19–22 May 2025
US/Mountain timezone

GenAI4UQ: A Generative AI Framework for Accurate and Fast State Variable Forecasting in Geological Carbon Storage

19 May 2025, 14:35
15m
Oral Presentation (MS15) Machine Learning and Big Data in Porous Media MS15

Speaker

Ming Fan (Oak Ridge National Laboratory)

Description

Forecasting reservoir pressure and CO₂ plume distribution in geological carbon storage (GCS) demands the efficient integration of monitoring data with reservoir simulations. Traditional inverse modeling methods often rely on restrictive linear or Gaussian assumptions, limiting their predictive accuracy for complex state variables. Moreover, simulating large-scale three-dimensional (3D) GCS problems is computationally expensive, making iterative runs in inverse problems prohibitive.

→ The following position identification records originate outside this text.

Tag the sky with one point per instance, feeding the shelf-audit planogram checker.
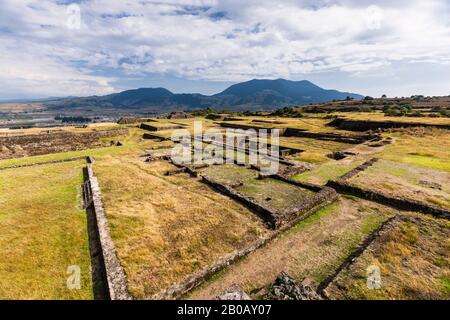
(80, 48)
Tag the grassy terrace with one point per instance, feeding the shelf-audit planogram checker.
(314, 248)
(312, 124)
(379, 116)
(316, 151)
(43, 231)
(407, 181)
(423, 147)
(413, 258)
(270, 192)
(167, 227)
(328, 171)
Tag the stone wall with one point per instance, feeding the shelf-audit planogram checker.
(342, 185)
(366, 125)
(203, 275)
(114, 273)
(356, 253)
(43, 163)
(352, 139)
(56, 142)
(149, 127)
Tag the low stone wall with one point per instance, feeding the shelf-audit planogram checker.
(246, 127)
(115, 276)
(154, 137)
(356, 253)
(55, 142)
(358, 169)
(366, 125)
(269, 216)
(205, 274)
(43, 163)
(291, 132)
(305, 185)
(148, 127)
(342, 185)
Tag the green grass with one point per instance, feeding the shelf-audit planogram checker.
(274, 193)
(43, 231)
(327, 171)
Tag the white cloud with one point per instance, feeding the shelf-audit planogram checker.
(180, 37)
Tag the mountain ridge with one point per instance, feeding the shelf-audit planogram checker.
(256, 94)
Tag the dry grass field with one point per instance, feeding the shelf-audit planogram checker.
(312, 249)
(43, 231)
(406, 181)
(166, 228)
(414, 262)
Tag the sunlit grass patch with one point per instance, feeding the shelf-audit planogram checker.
(43, 231)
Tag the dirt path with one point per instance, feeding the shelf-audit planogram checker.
(312, 249)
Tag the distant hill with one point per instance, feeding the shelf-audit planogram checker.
(250, 95)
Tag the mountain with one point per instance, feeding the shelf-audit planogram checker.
(250, 95)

To address these challenges, we propose GenAI4UQ, a software package designed for inverse uncertainty quantification in model calibration, parameter estimation, and ensemble forecasting. Powered by a conditional generative AI framework, GenAI4UQ replaces computationally expensive iterative simulations with a direct, AI-driven mapping. Its capabilities include rapid ensemble generation, robust uncertainty quantification, and efficient use of computational and storage resources. The software’s automated hyperparameter tuning further ensures accessibility for users with diverse expertise levels.

We demonstrate the effectiveness of GenAI4UQ in forecasting 3D pressure and saturation fields during a 30-year CO₂ injection period. Our method achieves low root mean square error (RMSE) values, accurately capturing spatiotemporal distributions of state variables. Remarkably, GenAI4UQ generates 100 ensemble forecasts of 3D state variables in just 10 seconds, highlighting its unparalleled computational efficiency. Ensemble averages closely align with ground truth values, and the model effectively captures variability and observational noise, ensuring reliable uncertainty quantification.

By enabling rapid parameter distribution estimation and model predictions for new observations, GenAI4UQ equips researchers and practitioners with a powerful tool for real-time decision-making in GCS applications. This generative AI-based approach provides a practical and efficient solution to the computational and predictive challenges in large-scale GCS applications.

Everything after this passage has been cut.